Ben Carson, un médecin, explique que les esclaves n'étaient que des immigrants poursuivant leurs rêves

Culture

Peut-être désireux de rattraper les bouffonneries horribles et génératrices de gros titres de certains de ses collègues membres du cabinet, le nouveau secrétaire au Logement et au Développement urbain Ben Carson a comparu lundi devant les employés de l'agence pour parler un peu de sa vision de l'avenir du département. Compte tenu de son manque effrayant d'expérience dans un domaine dans lequel on s'attend à ce qu'il soit le fer de lance d'importantes initiatives politiques au cours des quatre prochaines années, le discours a fourni à Carson une occasion bien méritée de démontrer sa volonté d'apprendre, sa capacité à diriger et son bon sens. Vous ne le croirez jamais, mais Carson n'a réussi à accomplir aucune de ces tâches.

Vers la fin de ses remarques préparées, lorsqu'il a discuté de son désir de restaurer la réputation de l'Amérique en tant que société « active », Carson a solennellement invoqué les expériences des millions d'immigrants qui sont venus aux États-Unis pour chercher une vie meilleure pour eux-mêmes et leurs familles.

Parcourez ce musée sur Ellis Island, et regardez les photos de tous ces gens qui y sont accrochés, de toutes les parties du monde, beaucoup d'entre eux portant tous leurs biens terrestres dans leurs deux mains, ne sachant pas à quoi servait ce pays eux.

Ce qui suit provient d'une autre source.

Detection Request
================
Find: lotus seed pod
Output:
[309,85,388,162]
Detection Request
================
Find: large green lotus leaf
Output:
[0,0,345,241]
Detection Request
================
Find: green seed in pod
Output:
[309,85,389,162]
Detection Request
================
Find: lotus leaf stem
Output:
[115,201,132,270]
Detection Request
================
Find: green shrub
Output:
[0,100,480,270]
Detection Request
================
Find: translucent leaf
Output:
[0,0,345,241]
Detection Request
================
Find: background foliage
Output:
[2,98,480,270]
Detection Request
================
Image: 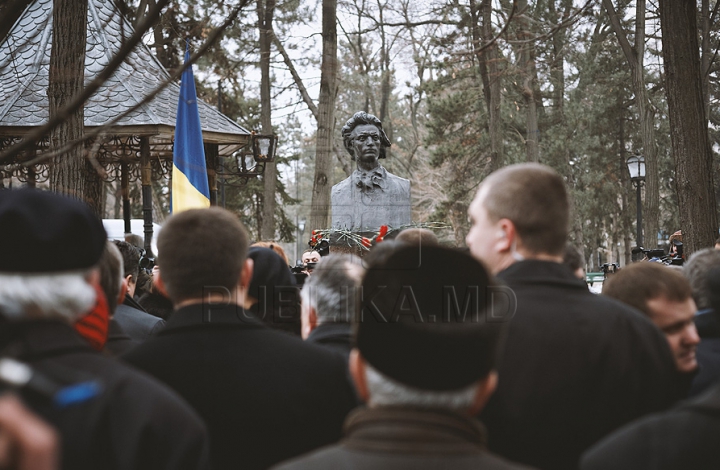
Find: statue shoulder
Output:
[387,171,410,190]
[332,175,352,192]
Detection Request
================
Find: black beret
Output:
[0,189,107,273]
[355,246,512,391]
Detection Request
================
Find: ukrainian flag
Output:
[172,46,210,213]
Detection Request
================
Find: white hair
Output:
[365,362,480,411]
[0,271,96,323]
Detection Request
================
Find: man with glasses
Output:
[332,111,412,231]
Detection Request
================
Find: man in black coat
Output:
[467,164,679,469]
[113,240,165,344]
[580,385,720,470]
[683,248,720,396]
[300,254,364,361]
[126,208,354,469]
[0,189,208,470]
[278,245,527,470]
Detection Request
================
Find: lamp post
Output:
[627,155,645,248]
[295,217,305,263]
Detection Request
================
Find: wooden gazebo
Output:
[0,0,251,253]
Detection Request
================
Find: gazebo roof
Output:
[0,0,250,158]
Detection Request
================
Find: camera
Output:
[311,238,330,258]
[600,263,620,279]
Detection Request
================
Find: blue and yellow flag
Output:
[172,46,210,213]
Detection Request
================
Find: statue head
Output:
[341,111,391,160]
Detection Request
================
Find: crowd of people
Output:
[0,164,720,470]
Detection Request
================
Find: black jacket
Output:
[103,318,140,357]
[481,260,682,469]
[0,321,209,470]
[276,407,529,470]
[113,295,165,344]
[307,323,352,362]
[581,386,720,470]
[126,304,354,469]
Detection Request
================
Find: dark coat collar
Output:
[0,320,95,361]
[677,384,720,414]
[497,259,587,290]
[342,407,486,454]
[158,303,265,336]
[695,308,720,338]
[123,294,147,313]
[307,322,352,343]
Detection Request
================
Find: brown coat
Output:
[275,407,529,470]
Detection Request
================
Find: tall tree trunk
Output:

Regardez la détermination dans leurs yeux.

C'est, certes, un exemple mal choisi pour quelqu'un dont le patron travaille dur sur une interdiction musulmane réinitialisée, mais le neurochirurgien à la retraite n'a pas été découragé.

Des gens qui travaillaient non pas cinq jours par semaine, mais six ou sept jours par semaine. Pas huit heures par jour, mais dix, douze, seize heures par jour, pas de salaire minimum.

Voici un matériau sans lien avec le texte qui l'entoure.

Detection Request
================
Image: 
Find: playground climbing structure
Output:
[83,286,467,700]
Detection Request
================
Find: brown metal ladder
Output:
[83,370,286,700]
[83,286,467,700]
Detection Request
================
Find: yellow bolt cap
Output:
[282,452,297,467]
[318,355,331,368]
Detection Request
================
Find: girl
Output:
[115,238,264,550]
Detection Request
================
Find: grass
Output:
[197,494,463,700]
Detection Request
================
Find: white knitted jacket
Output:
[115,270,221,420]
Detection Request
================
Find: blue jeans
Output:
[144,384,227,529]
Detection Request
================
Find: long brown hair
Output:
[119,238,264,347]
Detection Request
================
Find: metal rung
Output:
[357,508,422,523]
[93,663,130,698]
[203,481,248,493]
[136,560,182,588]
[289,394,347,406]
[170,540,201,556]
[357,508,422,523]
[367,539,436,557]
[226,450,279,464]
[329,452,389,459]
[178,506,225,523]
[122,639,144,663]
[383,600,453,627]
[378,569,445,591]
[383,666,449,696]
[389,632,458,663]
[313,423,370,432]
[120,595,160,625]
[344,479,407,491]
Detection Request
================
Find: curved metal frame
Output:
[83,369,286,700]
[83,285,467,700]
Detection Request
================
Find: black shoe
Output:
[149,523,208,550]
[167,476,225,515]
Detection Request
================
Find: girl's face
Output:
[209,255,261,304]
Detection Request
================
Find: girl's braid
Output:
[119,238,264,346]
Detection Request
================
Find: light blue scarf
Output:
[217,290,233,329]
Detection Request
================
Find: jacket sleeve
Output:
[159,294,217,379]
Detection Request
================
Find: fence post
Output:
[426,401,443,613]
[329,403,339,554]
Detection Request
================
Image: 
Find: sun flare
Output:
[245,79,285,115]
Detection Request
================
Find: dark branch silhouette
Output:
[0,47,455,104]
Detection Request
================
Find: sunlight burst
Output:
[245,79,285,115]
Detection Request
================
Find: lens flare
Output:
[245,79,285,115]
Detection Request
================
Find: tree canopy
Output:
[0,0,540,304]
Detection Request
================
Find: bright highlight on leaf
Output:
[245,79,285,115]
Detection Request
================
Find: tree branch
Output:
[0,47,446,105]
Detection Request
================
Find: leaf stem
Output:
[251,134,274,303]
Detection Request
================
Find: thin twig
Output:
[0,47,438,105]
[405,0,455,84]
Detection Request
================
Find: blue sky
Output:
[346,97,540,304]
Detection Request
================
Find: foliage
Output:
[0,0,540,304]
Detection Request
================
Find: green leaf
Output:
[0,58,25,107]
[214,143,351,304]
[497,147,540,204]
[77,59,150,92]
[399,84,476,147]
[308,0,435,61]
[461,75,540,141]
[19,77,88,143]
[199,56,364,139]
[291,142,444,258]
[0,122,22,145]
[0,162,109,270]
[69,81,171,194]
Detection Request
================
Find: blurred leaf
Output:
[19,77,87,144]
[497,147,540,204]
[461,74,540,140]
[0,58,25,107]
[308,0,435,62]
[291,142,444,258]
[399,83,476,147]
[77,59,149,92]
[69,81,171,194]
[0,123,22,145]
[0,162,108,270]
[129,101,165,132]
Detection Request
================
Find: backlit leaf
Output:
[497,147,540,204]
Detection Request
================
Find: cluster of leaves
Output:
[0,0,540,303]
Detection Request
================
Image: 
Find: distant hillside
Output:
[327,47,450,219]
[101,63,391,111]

[Quelque part, Paul Ryan se redresse, note celui-ci dans son carnet de « bonnes idées ».]

Ils ne travaillaient pas pour eux-mêmes, mais pour leurs fils et leurs filles et leurs petits-fils et leurs petites-filles afin qu'ils puissent avoir une opportunité dans ce pays.

Encore une fois, dites-le à votre homme, monsieur le secrétaire ! Cependant, aussi banal que cela puisse être, c'est par ailleurs une déclaration irréprochable, je suppose. Malheureusement, à partir de là, Carson a continué à parler.

C'est ça l'Amérique. Une terre de rêves et d'opportunités - il y avait d'autres immigrants qui sont venus ici au fond des navires négriers qui ont travaillé encore plus longtemps, encore plus dur, pour moins cher. Mais eux aussi avaient un rêve, qu'un jour leurs fils, filles, petits-fils, petites-filles, arrière-petits-fils, arrière-petites-filles pourraient rechercher la prospérité et le bonheur dans ce pays.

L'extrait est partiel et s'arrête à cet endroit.